Well, Hillary has her work cut out for her in the poverty welfare arenas. A Department of Agriculture spokeswoman said that the Department is “encouraging people not to panic, but this is extremely serious and they need to take advantage of every opportunity to work that is available.”

So if you can find a job, you qualify for workfare slots for food stamp recipients.

DuWayne Jones has been out of work since last summer when he broke a finger working in a factory in Duluth, Minnesota. He can’t find a job that he is qualified for.

The welfare law allows states to request exemptions for areas of high unemployment. Thirty one states are applying for regions in their states. More paperwork, more bureaucracy, more jobs in government to determine who can or cannot receive food stamps because there are no jobs to provide for workfare.

In the meantime, General Electric received recently a nice plush welfare grant from the state of Wisconsin. A Conagra meat packing plant in Nebraska received the tax dollars that its employees pay to the state government as an incentive (aka corporate welfare).

The top executives of the Martin-Marietta-Lockheed corporate merger maneuvered the Pentagon to provide them with some $30 million in compensation bonuses (aka corporate welfare) as part of a larger $1.5 billion in subsidies that you taxpayers paid for two companies becoming one.

Sounds crazy? It’s more than that, it is an allocation of

tax dollars that is stir crazy.
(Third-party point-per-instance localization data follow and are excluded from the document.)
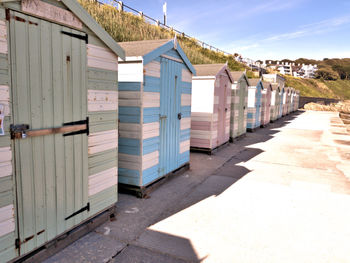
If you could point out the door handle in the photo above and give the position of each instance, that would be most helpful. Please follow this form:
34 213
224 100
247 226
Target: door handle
22 131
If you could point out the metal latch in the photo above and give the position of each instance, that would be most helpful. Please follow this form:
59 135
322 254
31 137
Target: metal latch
19 131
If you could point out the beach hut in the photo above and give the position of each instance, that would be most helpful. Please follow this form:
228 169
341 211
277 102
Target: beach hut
155 84
211 106
266 104
285 101
282 99
58 149
239 103
275 102
296 100
255 90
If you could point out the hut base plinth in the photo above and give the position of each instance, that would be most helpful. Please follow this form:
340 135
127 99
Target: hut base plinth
63 240
144 191
207 150
252 129
240 137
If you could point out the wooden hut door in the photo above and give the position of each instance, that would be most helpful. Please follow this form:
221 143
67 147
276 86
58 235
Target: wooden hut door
170 115
48 67
222 108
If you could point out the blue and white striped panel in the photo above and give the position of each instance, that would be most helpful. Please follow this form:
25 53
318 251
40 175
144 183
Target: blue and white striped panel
149 160
102 180
7 220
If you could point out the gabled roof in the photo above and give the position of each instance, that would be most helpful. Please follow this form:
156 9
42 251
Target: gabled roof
80 12
254 82
237 75
150 49
141 48
266 85
212 70
275 86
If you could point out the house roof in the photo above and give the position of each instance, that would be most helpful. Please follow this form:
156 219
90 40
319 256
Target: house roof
143 47
80 12
275 86
150 49
237 75
212 70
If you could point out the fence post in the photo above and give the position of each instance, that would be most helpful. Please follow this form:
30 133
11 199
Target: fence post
120 6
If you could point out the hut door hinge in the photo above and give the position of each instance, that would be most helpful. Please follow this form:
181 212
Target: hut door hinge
86 37
17 243
85 208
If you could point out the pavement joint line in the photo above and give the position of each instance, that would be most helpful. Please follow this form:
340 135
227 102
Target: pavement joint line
284 164
162 253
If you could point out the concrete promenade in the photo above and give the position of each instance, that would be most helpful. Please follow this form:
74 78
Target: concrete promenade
281 194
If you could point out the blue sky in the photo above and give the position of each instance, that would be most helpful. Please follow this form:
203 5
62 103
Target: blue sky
261 29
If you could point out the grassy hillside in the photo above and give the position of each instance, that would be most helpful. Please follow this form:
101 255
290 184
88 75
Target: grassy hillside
339 89
123 26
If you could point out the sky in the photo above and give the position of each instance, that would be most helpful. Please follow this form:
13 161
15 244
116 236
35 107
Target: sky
261 29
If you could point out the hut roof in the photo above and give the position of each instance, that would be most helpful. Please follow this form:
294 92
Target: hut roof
143 47
275 86
150 49
266 84
212 70
237 75
254 82
80 12
208 69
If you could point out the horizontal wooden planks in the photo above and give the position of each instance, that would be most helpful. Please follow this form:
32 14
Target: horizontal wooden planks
102 141
7 220
5 161
51 12
103 180
3 37
5 99
102 100
152 69
102 58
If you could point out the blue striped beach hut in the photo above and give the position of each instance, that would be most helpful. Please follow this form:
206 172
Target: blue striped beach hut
155 86
254 104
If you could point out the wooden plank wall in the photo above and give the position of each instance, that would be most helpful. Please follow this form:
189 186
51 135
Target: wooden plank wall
7 194
103 138
202 123
130 126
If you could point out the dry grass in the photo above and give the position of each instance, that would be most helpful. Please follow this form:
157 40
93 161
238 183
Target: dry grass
343 106
123 26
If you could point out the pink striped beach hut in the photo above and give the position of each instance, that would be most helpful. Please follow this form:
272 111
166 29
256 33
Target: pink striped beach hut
266 104
211 106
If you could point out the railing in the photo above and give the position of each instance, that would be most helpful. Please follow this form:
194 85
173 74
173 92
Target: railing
122 7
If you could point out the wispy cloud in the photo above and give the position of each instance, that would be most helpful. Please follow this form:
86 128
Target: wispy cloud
268 7
318 28
321 27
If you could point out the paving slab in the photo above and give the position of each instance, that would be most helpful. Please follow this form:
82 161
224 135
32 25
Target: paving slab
134 254
280 194
91 248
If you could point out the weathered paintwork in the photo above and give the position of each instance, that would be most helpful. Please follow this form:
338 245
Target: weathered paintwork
266 104
154 112
254 106
210 120
55 79
239 105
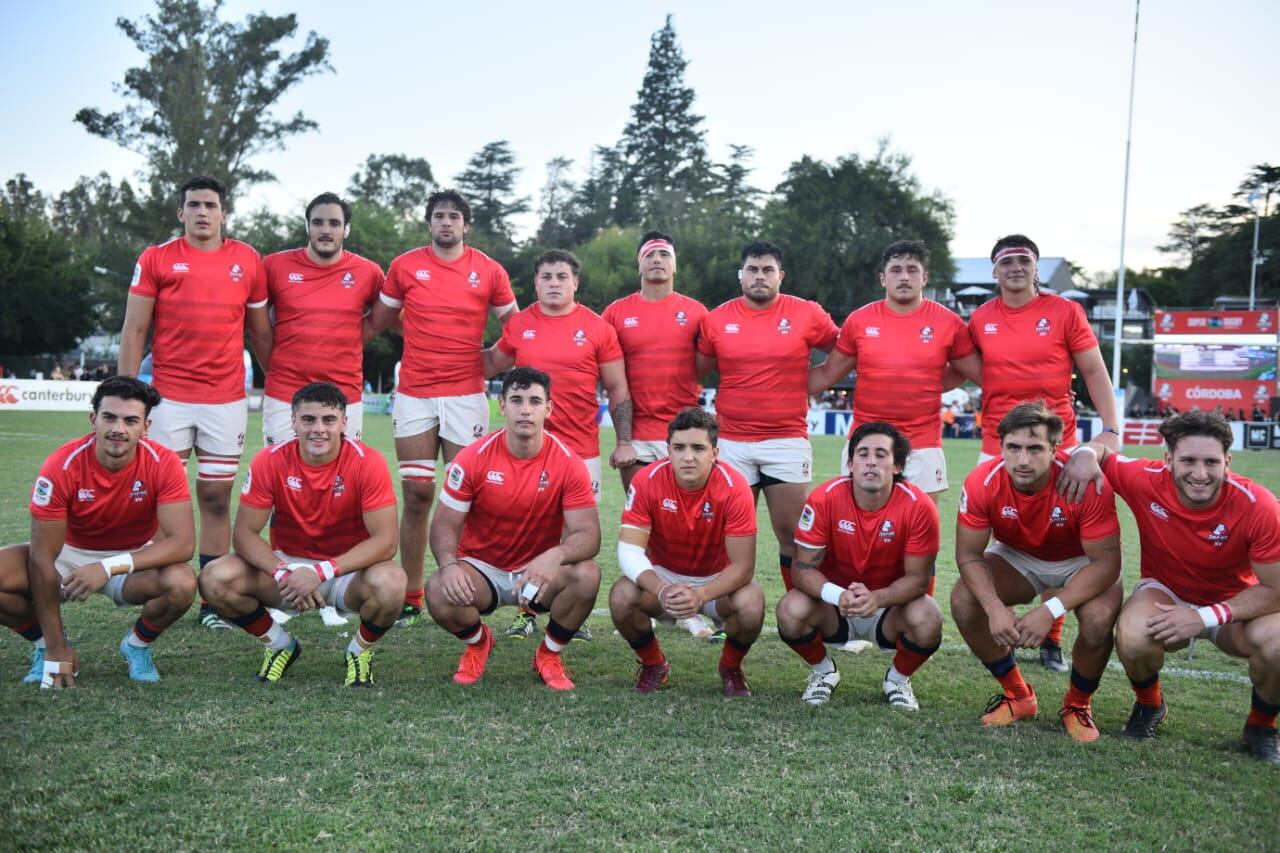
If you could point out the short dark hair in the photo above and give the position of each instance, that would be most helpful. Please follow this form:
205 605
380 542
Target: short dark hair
653 235
202 182
901 446
330 199
558 256
1014 241
1197 423
906 249
127 388
522 378
1031 415
760 249
452 197
694 418
321 392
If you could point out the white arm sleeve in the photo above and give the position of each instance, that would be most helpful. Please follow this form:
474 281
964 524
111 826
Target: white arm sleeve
632 561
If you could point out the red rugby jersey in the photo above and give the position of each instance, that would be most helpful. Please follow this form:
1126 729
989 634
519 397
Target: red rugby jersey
319 510
446 308
868 547
318 320
1027 355
688 528
108 510
199 319
570 349
901 359
763 360
658 340
515 506
1205 556
1045 524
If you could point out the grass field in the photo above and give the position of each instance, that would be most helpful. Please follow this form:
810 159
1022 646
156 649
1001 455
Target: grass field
208 758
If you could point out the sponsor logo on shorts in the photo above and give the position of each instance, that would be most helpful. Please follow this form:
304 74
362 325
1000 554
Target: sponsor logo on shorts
42 492
1219 536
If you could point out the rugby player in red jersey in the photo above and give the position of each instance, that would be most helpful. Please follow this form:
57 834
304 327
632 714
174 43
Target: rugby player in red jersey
200 292
332 512
444 293
516 525
1041 542
319 296
579 351
688 546
865 542
110 514
760 343
1210 566
1031 343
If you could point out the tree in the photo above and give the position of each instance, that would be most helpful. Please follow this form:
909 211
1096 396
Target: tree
46 296
833 220
489 185
202 103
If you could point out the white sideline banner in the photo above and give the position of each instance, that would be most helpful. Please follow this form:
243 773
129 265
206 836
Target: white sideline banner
46 395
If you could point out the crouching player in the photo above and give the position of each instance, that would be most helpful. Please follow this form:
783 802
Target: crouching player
688 546
110 512
516 525
1210 569
1041 542
332 510
864 548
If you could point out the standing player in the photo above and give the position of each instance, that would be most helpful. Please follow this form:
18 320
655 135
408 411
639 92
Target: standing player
1031 343
516 525
579 351
200 292
686 547
319 296
446 291
1041 543
110 512
760 343
332 510
865 543
1210 568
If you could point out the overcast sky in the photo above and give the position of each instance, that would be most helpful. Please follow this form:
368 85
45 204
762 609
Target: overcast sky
1015 110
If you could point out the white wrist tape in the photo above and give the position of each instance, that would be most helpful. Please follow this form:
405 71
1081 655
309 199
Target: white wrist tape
634 561
831 593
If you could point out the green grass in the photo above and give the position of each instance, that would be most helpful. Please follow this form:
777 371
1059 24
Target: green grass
210 760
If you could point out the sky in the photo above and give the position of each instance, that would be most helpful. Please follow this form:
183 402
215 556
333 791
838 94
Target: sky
1014 110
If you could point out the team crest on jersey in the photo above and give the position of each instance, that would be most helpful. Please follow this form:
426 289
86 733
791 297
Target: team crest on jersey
42 492
1219 536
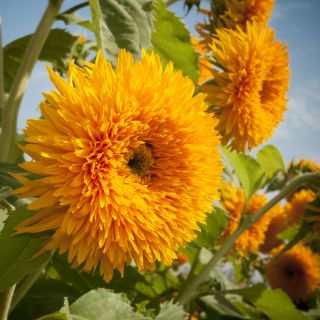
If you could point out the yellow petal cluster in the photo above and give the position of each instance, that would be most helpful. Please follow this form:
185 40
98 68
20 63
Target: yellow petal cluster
252 80
232 14
233 200
127 164
297 272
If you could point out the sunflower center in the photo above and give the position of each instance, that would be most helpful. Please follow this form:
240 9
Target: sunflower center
292 272
141 161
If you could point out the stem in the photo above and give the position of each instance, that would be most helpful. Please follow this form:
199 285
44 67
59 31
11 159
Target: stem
190 291
170 2
11 108
1 73
5 301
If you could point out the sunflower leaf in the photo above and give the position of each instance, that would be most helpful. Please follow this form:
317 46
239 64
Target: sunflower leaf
102 304
248 170
122 24
278 306
171 40
17 251
271 161
57 50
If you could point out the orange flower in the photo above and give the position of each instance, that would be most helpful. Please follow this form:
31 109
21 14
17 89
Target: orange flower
233 201
297 272
251 83
124 172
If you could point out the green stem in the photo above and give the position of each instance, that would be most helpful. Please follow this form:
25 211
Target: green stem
190 291
5 301
11 108
1 73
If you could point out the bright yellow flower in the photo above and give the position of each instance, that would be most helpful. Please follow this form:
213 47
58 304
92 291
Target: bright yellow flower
127 162
204 66
278 223
233 201
296 205
297 272
233 14
304 165
250 91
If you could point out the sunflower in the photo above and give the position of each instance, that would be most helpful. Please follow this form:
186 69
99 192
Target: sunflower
124 174
231 14
252 80
204 66
297 272
296 205
304 165
278 223
233 200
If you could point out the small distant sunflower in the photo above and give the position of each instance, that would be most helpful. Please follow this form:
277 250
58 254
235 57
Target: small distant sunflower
204 66
233 201
123 171
278 223
249 96
296 205
231 14
304 166
297 272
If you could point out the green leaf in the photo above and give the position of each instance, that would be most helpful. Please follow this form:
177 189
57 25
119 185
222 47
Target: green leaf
271 161
171 311
102 304
211 231
17 251
248 170
122 24
57 50
171 40
250 294
278 306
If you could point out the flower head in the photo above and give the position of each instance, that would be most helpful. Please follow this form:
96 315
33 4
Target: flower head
233 201
123 171
249 95
232 14
297 272
296 205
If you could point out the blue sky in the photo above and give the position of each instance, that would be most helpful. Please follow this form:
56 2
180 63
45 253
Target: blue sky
296 22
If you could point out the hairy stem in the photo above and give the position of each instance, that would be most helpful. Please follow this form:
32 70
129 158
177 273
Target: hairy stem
5 301
11 108
190 291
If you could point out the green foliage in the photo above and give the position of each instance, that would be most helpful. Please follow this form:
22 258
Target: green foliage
271 161
122 24
248 170
171 40
278 306
17 251
211 231
57 50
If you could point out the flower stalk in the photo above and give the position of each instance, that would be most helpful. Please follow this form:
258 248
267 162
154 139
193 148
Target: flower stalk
190 291
11 107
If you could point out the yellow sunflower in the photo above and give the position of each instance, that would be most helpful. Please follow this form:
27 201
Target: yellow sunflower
231 14
278 223
124 172
252 79
296 205
304 165
233 201
297 272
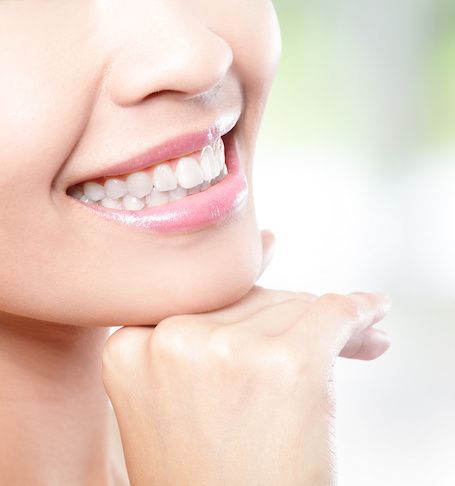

And people are entitled to be indignant enough to protest.

Eula Brown is a 47 year old woman who has just been released from a mental hospital in Washington, D.C. She was suffering from depression. She has no job. She wonders what she is going to do.

Drug resistant tuberculosis is on the rise in the U.S. and poverty is that deadly disease’s best friend. TB is contagious through the air. If this Gingrich–Lott–Clinton government in Washington is not going to provide job opportunities, where there are none, poverty will increase, get more desperate in the streets, and produce more infectious disease epidemics. The poor will yet be heard from.

Final irony. Guess what company is helping private food charities in New York City to pick up unused food from restaurants, hotels and other places for the poor? The largest cancer-causing seller of tobacco — Philip Morris!